Open Europe, on the other hand, believe that Mr Cameron should "stay clear of an 'emergency brake' on EU free movement".

An emergency brake, says this "think tank", would be targeted at flows of new EU migrants not the existing stocks, aimed at "destabilising flows". This, though, it says, remains a vague term that could mean many different things, and pinning down a precise meaning could prove incredibly tricky.

However, that is to accept the Open Europe characterisation, allowing it to frame the debate. What they skate past is the volume issue where, as we saw recently, net long-term migration to the UK was estimated to be 260,000 in the year ending June 2014, up from 182,000 in the previous 12 months.

That alone is sufficient to apply the brake, and that is a perfectly legitimate application for the measure. The real questions are how and under what circumstances it should be applied. And it is here that Open Europe have no suggestions, and only difficulties to offer.

In fact, it is indeed very difficult to apply. In a country where we have 34 million overseas visitors annually, and visa-free access from EU member states, it would not be possible to exclude visitors.

Once in the country, it would then be very difficult to exclude them from the workforce. There exclusion would be determined only by their date of entry, and there is currently no ready means of identifying when individuals entered the country. Should they apply for a National Insurance number, they would have to be given.

On that basis, an "emergency brake" would look to be unrealistic. But there again, this applies to the current state of the art. Already it is being proposed that entry and exit records are kept, whence it would be quite possible to exclude particular nationals from the legitimate workforce. Simply, they would not be issued with NI numbers.
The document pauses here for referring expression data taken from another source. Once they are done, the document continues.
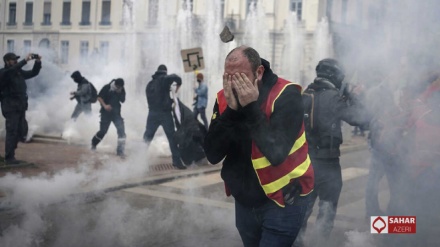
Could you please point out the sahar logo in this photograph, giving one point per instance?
(379, 224)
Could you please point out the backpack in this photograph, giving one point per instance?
(94, 96)
(310, 102)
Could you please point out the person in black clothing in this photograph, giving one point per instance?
(82, 95)
(256, 145)
(324, 136)
(160, 107)
(14, 100)
(110, 97)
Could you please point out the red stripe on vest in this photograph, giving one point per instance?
(271, 173)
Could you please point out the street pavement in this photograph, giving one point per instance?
(178, 207)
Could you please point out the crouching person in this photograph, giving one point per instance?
(110, 97)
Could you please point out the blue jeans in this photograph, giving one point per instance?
(270, 224)
(388, 165)
(202, 112)
(328, 186)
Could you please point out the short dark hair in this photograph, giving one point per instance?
(251, 54)
(119, 82)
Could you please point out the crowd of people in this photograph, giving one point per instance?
(279, 143)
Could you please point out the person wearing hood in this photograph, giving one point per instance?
(14, 100)
(201, 99)
(325, 106)
(160, 110)
(257, 130)
(82, 95)
(110, 98)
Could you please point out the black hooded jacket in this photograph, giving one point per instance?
(13, 86)
(329, 109)
(158, 91)
(230, 138)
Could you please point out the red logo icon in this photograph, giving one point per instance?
(379, 224)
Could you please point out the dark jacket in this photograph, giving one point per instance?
(158, 91)
(112, 98)
(83, 92)
(13, 86)
(230, 138)
(329, 109)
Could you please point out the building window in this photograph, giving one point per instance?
(344, 11)
(66, 13)
(12, 13)
(44, 43)
(85, 14)
(187, 4)
(64, 52)
(251, 4)
(329, 9)
(222, 9)
(84, 51)
(28, 13)
(103, 48)
(46, 13)
(296, 6)
(27, 46)
(105, 12)
(153, 8)
(11, 45)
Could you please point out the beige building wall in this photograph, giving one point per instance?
(116, 32)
Similarly, there is already a measure coming into force, via the Immigration Act 2014 which prevents private landlords renting accommodation to illegal immigrants.

Similarly, the government has produced a legal right to work database, which could be adapted to take on new categories of foreign nationals. Mandatory checks should reduce drastically the number of workers employed without entitlement.

Open Europe, nevertheless argue that it is very difficult to codify objective criteria for pulling an emergency brake. But that is not the case. A simple quota, to regulate the overall flow, is a perfectly objective criterion. And as long as the infrastructure is in place, it is possible to exclude individuals from specific countries.

Illegal immigrants, of course, will remain a problem, but again an improved infrastructure goes some way towards reducing the problem.

The complex adjustments, though, are worth making. The British public needs the assurance that there is a top limit on the annual inflow of immigrants, and that means having an overall limit and the means of enforcing it. 

The EEA "emergency brake" is the means of setting that limit. Enforcement is another issue, but it is solvable. Open Europe is wrong to reject the "emergency brake" option. The only problem is that we have to leave the EU to be able to use it - but that is a problem I am sure I can live with.